The causal chain Dennis Bams and Bram van der Kroft find is this: investors seeking to invest in sustainable companies use ESG ratings because they have difficulty judging performance themselves. A fear investors will divest from their stock prompts companies to take measures to “inflate” their ESG performance, whether or not they are doing well on sustainability.
This in turn means ESG ratings feature companies that are “underperforming” compared to “conventional investing in sustainable performance”.
That causes companies that are actually doing well on sustainability, but perhaps not winning on ESG ratings, to face a higher cost of capital.
There’s more: since most information for ESG ratings is based on promising “future sustainability performance improvements”, many ratings, including some of the biggest, fail to capture “realised sustainable performance”.
Bams and van der Kroft conclude that they “fundamentally question the use of ESG ratings in both academia and practice”.
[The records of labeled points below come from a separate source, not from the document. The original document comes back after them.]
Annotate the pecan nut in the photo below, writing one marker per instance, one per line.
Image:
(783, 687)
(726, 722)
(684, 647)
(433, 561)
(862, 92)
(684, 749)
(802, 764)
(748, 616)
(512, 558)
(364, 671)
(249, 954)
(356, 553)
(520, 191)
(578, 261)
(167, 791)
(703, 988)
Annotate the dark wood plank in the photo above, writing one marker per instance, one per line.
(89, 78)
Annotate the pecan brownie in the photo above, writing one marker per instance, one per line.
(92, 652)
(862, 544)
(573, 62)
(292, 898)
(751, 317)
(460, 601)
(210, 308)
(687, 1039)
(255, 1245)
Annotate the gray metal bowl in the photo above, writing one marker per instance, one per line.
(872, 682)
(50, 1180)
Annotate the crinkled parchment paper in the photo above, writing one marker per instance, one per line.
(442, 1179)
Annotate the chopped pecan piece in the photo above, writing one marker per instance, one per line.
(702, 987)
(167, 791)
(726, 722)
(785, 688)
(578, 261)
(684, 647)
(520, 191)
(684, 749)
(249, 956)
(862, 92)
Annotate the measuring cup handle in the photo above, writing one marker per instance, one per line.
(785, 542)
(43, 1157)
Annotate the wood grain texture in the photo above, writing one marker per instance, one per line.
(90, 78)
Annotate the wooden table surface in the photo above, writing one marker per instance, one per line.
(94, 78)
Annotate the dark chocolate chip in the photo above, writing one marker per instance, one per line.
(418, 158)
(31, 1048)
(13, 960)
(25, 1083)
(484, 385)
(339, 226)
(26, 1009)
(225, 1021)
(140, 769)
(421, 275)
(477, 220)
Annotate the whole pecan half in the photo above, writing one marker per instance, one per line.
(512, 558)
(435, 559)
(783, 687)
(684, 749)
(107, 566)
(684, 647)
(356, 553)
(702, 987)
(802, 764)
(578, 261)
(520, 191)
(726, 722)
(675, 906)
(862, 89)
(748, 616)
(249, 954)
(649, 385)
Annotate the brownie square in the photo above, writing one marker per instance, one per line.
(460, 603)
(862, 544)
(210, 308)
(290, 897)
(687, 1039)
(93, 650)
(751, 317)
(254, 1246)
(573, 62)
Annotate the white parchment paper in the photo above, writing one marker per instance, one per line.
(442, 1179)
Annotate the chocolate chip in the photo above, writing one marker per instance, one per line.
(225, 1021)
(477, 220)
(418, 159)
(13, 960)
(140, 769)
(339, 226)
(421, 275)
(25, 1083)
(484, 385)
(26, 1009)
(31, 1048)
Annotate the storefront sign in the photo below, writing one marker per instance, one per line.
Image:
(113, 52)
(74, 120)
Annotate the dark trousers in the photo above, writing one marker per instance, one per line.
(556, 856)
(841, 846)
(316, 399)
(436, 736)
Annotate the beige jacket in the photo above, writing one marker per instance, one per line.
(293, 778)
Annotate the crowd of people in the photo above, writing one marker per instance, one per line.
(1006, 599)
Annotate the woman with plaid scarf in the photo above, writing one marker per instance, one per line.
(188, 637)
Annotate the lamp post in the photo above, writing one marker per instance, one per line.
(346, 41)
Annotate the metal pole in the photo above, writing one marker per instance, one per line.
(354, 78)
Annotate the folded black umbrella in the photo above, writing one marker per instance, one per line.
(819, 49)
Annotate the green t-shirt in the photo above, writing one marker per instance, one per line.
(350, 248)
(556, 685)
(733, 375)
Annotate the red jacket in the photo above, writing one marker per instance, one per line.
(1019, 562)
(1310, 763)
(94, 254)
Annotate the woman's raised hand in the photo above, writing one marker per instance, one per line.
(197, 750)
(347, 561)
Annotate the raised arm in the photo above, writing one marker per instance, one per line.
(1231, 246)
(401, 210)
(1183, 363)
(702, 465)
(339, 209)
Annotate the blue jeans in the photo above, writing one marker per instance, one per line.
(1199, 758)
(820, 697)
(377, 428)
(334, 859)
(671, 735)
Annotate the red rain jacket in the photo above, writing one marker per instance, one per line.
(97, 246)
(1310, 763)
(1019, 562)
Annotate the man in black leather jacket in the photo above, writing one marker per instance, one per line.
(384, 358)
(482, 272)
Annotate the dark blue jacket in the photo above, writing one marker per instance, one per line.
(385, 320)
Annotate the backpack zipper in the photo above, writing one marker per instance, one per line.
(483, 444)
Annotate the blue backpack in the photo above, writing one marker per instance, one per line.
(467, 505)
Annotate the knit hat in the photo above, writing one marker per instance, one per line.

Promised vs realised performance
The pair looked at ESG scores of 7,232 companies between 2003 and 2020 based on metrics used by Refinitiv, MSCI IVA and FTSE ESG, some of the major ratings companies.
Through statistical analysis the researchers find that a company can actually experience an ESG controversy—for example polluting, or exhibiting poor labour and governance practices—while doing well on their ratings scores. “This indicates that ESG ratings are contemporaneously inflated on a large scale,” they conclude. If aggregated this could mean that business is not contributing to sustainability but, in fact, running against it.
The researchers also observe that an increase in ratings performance could decrease the cost of capital by as much as 24 basis points.
But why do this? Why make big promises on sustainability? The researchers say it is because companies fear investors will divest based on ESG ratings data. They therefore keep investors happy by inflating their ratings scores.
The answer they say is for investors to move away from ratings based on promised performance and use actual performance. “We recommend that socially conscious investors rely on realised sustainable performance measures to alleviate these societal concerns.”
ESG ratings and investors
The findings will add to the growing controversy surrounding the use of ESG principles to guide investment policy.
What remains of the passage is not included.